Pengunaan istilah neo-kolonialisme pertama kali dicetuskan oleh presiden pertama Ghana, Kwame Nkrumah, di tahun 1965. Istilah neo-kolonialisme dipahami sebagai praktik penguasaan dengan memakai pendekatan kapitalisme dan globalisasi untuk menciptakan hegemoni yang mengakar pada suatu masyarakat.

Dalam perkembangannya, neo-kolonialisme bekerja dengan cara-cara yang lunak dan terkesan ramah pada masyarakat. Kehadiran gerai makanan cepat saji di negara berkembang atau model baju terbaru dari perusahaan brand dari Barat hanyalah beberapa contoh kecil tentang neo-kolonialisme yang perlahan mengakar dan menjadi lumrah.

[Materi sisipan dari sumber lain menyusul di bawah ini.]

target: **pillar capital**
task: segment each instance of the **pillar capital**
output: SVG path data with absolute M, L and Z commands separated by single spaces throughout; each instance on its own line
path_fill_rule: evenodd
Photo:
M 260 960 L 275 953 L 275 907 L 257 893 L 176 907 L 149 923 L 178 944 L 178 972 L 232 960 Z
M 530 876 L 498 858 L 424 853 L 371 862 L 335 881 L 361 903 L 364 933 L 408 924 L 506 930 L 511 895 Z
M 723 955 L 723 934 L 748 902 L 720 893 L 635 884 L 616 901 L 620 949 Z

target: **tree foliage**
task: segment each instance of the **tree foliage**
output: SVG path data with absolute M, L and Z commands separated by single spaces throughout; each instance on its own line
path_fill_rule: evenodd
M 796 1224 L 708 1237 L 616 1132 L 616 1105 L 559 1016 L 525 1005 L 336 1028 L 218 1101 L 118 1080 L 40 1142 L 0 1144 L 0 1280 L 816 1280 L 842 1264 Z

Neo-kolonialisme pada akhirnya semakin melanggengkan bentuk kolonisasi pikiran bagi masyarakat inferior atas kehebatan Barat. Hal ini kelak membawa banyak masalah baru, salah satunya adalah ketimpangan status antar bangsa dan antar negara. Ketimpangan ini bisa terjadi karena adanya agenda politisasi sistem dalam skala global dari negara-negara maju.

Dalam konteks ini, politisasi sistem yang dimaksud berkenaan dengan World System Theory (WST): suatu teori yang berusaha melihat bahwa pergerakan modernisasi dan ekonomi yang terjadi dalam lingkup global tidak pernah berjalan secara seimbang (timpang).

Dan ketimpangan tersebut akhirnya melahirkan suatu stratifikasi sosial dalam menempatkan suatu negara. Selalu ada berbagai upaya untuk membuat suatu negara terus miskin dan negara lain tetap kaya dan berkuasa.

Ada tiga tingkatan negara dalam WST: negara inti (core nation); negara semi pinggiran (semi periphery); dan negara pinggiran (periphery).

Negara-negara maju (core) merawat superioritas tersebut dalam berbagai cara: mengontrol keuntungan, mempertahankan hegemoni, dan mempertahankan sifat-sifat baik dengan negara-negara semi pinggiran atau pinggiran.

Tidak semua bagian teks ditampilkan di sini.